Details
- Google for Developers has introduced LiteRT-LM, a robust inference framework designed to bring generative AI directly to devices.
- The framework enables Gemini Nano and open-sourced Gemma models to run locally within Chrome, Chromebook Plus laptops, and Pixel Watch, bypassing the need for cloud-based computation.
- It leverages automated hardware acceleration, intelligently distributing tasks across CPU, GPU, and Neural Processing Units to reduce latency and conserve battery power.

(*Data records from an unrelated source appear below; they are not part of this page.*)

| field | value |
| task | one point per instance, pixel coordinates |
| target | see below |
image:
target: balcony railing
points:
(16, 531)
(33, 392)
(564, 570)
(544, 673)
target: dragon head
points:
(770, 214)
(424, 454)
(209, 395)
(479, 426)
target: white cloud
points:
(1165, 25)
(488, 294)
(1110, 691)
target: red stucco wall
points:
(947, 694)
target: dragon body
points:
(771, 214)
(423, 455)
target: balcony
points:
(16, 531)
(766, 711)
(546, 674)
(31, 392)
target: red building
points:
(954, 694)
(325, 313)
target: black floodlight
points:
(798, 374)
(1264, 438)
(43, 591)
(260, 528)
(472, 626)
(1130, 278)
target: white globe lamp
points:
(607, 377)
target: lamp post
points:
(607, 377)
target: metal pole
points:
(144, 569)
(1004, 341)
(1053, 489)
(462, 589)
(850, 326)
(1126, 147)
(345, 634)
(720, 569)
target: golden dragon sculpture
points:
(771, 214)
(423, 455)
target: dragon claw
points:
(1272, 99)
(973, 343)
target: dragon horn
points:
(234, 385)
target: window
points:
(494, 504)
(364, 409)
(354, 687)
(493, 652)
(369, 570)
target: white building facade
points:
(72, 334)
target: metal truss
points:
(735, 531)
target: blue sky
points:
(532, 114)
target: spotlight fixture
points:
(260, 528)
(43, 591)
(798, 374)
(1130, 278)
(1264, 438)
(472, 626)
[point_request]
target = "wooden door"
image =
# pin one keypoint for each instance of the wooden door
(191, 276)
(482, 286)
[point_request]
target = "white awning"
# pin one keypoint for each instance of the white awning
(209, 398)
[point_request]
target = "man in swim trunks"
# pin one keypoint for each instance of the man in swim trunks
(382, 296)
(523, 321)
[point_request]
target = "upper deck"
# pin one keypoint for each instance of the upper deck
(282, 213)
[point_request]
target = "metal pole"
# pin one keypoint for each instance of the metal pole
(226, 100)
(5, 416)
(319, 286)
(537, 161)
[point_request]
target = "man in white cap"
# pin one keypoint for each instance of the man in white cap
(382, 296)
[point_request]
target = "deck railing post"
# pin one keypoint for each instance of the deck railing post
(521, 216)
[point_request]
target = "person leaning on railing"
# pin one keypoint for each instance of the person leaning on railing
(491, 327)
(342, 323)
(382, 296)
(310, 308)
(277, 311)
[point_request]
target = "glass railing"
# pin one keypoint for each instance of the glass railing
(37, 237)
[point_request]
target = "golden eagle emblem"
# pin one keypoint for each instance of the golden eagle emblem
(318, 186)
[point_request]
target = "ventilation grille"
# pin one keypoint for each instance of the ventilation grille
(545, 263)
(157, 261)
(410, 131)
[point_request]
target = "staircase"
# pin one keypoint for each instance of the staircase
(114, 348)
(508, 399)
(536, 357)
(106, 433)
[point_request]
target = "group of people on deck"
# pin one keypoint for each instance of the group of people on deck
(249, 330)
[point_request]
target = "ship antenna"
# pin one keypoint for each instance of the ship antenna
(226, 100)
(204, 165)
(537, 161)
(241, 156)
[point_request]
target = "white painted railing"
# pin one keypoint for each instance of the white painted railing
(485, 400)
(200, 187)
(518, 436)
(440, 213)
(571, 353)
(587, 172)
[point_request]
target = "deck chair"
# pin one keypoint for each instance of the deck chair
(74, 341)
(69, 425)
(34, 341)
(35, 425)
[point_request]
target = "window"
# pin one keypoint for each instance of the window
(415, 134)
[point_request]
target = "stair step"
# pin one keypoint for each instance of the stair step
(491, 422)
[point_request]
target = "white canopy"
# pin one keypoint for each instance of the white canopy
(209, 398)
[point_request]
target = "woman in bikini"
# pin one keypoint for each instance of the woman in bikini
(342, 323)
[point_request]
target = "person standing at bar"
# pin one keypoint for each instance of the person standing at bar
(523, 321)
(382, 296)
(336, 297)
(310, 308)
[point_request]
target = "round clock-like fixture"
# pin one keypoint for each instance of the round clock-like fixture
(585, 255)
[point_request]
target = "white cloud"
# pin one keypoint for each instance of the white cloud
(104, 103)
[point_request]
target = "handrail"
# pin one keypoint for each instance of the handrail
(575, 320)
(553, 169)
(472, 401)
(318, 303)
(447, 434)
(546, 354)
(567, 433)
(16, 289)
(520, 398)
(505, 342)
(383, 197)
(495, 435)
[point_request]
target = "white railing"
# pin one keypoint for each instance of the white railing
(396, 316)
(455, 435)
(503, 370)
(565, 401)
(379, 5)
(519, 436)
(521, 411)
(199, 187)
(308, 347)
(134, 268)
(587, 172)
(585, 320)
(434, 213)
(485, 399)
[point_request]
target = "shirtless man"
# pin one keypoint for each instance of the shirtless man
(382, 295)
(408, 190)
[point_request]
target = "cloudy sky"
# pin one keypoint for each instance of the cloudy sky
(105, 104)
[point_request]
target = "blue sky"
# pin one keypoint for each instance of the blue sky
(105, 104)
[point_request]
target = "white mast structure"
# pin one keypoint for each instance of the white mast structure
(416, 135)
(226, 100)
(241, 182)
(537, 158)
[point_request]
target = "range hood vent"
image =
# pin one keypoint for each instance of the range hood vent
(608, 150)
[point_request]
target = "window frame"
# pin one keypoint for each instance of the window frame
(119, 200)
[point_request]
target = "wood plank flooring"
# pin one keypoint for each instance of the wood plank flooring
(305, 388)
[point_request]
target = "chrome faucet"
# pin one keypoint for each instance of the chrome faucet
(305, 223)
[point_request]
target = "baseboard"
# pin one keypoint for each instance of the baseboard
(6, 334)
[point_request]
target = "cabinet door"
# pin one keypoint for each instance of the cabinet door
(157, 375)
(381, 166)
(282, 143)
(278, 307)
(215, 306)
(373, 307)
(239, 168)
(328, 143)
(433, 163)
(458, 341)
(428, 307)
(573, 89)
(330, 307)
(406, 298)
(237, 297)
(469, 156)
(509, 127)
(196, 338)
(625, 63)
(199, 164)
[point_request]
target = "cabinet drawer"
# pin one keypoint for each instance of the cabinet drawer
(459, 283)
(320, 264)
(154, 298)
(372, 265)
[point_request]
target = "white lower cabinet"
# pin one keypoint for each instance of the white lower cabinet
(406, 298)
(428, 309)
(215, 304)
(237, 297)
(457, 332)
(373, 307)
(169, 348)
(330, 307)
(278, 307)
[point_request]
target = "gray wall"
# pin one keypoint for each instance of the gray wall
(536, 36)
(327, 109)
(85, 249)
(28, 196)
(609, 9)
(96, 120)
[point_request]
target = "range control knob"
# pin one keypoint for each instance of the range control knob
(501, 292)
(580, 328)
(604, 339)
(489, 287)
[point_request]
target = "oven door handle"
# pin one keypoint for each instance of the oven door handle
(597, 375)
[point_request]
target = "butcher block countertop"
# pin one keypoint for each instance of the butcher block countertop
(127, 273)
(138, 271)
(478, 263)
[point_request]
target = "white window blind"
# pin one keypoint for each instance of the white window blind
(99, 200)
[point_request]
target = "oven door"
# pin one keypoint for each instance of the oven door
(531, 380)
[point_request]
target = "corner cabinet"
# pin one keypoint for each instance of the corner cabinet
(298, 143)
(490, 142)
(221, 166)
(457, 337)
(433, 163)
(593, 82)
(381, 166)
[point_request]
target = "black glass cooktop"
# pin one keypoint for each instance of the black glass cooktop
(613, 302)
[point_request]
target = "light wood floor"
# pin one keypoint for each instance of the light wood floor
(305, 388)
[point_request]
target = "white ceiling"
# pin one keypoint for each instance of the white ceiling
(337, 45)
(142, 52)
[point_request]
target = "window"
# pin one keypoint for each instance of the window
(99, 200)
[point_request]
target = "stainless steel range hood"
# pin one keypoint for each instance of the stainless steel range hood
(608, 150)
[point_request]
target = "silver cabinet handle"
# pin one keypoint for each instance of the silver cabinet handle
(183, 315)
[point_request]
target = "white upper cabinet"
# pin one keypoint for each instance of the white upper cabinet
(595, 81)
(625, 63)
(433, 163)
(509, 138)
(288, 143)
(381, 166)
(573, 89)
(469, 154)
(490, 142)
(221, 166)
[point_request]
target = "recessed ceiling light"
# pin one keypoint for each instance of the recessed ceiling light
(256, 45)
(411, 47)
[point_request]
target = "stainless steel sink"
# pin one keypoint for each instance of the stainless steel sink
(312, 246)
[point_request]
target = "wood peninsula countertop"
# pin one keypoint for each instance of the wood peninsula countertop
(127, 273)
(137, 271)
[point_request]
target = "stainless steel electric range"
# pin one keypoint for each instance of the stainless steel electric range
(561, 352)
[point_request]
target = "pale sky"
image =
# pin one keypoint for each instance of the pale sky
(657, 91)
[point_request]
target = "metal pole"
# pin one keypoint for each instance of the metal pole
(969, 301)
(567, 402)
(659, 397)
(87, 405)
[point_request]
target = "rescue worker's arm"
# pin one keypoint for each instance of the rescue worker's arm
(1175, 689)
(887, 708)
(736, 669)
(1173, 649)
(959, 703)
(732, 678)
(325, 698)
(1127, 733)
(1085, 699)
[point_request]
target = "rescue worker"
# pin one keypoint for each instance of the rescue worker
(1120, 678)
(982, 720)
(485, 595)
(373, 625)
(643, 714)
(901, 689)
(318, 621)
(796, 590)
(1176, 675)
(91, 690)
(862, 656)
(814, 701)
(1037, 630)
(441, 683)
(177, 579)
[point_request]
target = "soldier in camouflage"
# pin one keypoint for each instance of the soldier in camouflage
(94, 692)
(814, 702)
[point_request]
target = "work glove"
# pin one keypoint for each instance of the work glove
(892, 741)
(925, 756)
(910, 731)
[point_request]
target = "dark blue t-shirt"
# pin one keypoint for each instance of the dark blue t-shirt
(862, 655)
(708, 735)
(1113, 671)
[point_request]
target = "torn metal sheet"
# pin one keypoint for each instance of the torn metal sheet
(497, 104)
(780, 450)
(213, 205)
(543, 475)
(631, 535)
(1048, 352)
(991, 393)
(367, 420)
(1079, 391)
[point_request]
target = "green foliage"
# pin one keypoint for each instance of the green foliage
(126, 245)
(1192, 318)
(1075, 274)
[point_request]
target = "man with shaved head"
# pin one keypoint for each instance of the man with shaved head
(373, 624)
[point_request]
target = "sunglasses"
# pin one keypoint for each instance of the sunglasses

- LiteRT-LM offers cross-platform compatibility with Android, Linux, and macOS, with anticipated support for Windows in the future.
- Developers can utilize a C++ preview API to integrate text, vision, or multimodal AI generation into native applications while maintaining user data privacy.
- The framework builds on the March 2025 release of Gemma 2B and 7B models, optimizing their deployment on edge devices.
Impact
This launch intensifies competition with Apple's Core ML and Meta's Llama Edge, as Google strengthens its presence in on-device AI. By eliminating the reliance on cloud processing, LiteRT-LM reduces costs and enhances privacy, particularly benefiting regulated industries and regions with limited connectivity. Google's strategy underscores a major industry pivot toward lightweight and privacy-conscious edge AI, potentially attracting more third-party developers and hardware manufacturers to the ecosystem.